Unusually deep wintertime cirrus clouds at altitudes exceeding 13.0 km above mean sea level (MSL) were observed at Fairbanks, Alaska (64.86°N, 147.85°W, 0.300 km MSL), over a 12-h period beginning near 1200 UTC 1 January 2017. Such elevated cirrus cloud heights are far more typical of warmer latitudes and, in many instances, associated with convective outflow, as opposed to early winter over the subarctic on a day featuring barely 4 h of local sunlight. In any other context, they could have been confused for polar stratospheric clouds, which are a more common regional/seasonal occurrence approaching such elevated heights. The mechanics of this unique event are documented, including the thermodynamic and synoptic environments that nurtured and sustained cloud formation.

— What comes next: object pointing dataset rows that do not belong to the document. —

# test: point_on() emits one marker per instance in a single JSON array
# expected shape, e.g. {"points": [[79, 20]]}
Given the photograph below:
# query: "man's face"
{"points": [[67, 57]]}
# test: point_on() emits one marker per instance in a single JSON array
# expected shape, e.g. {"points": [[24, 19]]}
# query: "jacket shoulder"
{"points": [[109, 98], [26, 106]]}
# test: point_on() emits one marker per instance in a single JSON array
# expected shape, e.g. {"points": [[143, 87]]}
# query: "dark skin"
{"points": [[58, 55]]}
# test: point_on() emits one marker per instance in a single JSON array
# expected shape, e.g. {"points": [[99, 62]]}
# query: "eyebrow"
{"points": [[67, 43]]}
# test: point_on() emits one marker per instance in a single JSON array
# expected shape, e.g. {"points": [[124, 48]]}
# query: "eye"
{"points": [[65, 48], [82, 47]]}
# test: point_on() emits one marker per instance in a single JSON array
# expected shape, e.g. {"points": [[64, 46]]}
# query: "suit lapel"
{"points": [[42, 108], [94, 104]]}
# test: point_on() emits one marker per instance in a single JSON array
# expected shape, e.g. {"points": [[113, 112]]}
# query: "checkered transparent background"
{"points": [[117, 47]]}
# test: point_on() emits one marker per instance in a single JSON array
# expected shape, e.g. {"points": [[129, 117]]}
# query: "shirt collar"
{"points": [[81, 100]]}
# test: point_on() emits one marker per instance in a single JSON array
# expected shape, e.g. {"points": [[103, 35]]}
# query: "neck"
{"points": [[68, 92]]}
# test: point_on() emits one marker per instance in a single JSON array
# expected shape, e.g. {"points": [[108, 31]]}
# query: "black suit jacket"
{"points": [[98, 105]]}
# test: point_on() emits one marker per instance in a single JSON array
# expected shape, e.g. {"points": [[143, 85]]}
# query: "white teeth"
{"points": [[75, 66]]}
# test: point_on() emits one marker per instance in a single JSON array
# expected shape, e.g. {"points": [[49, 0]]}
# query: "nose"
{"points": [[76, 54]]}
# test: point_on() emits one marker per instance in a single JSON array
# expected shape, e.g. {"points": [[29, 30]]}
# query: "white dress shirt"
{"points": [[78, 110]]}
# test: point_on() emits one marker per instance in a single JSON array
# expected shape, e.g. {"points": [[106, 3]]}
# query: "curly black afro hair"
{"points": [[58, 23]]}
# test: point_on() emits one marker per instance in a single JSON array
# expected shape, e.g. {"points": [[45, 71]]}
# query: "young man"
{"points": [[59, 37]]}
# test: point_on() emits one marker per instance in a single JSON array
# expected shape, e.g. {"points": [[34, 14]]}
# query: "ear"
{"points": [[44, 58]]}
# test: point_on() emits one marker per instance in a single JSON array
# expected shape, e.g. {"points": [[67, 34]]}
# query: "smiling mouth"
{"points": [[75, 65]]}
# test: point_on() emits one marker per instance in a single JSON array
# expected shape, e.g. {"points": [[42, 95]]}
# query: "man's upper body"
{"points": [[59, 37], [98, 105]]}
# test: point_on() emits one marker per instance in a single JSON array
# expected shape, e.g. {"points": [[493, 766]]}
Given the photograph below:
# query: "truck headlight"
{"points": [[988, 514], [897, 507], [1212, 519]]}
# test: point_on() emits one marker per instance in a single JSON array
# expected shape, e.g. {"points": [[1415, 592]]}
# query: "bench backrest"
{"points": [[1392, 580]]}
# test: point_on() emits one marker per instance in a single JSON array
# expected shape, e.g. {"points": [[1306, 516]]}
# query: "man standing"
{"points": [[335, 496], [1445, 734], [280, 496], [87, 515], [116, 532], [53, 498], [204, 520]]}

The impact of an unusually deep and broad anticyclone over the wintertime Alaskan subarctic is described. Comparisons with climatological datasets illustrate how unusual these events are regionally and seasonally. The event proves a relatively uncharacteristic confluence of circulatory and dynamic features over the wintertime Alaskan subarctic. Our goal is to document the occurrence of this event within the context of a growing understanding for how cirrus cloud incidence and their physical characteristics vary globally.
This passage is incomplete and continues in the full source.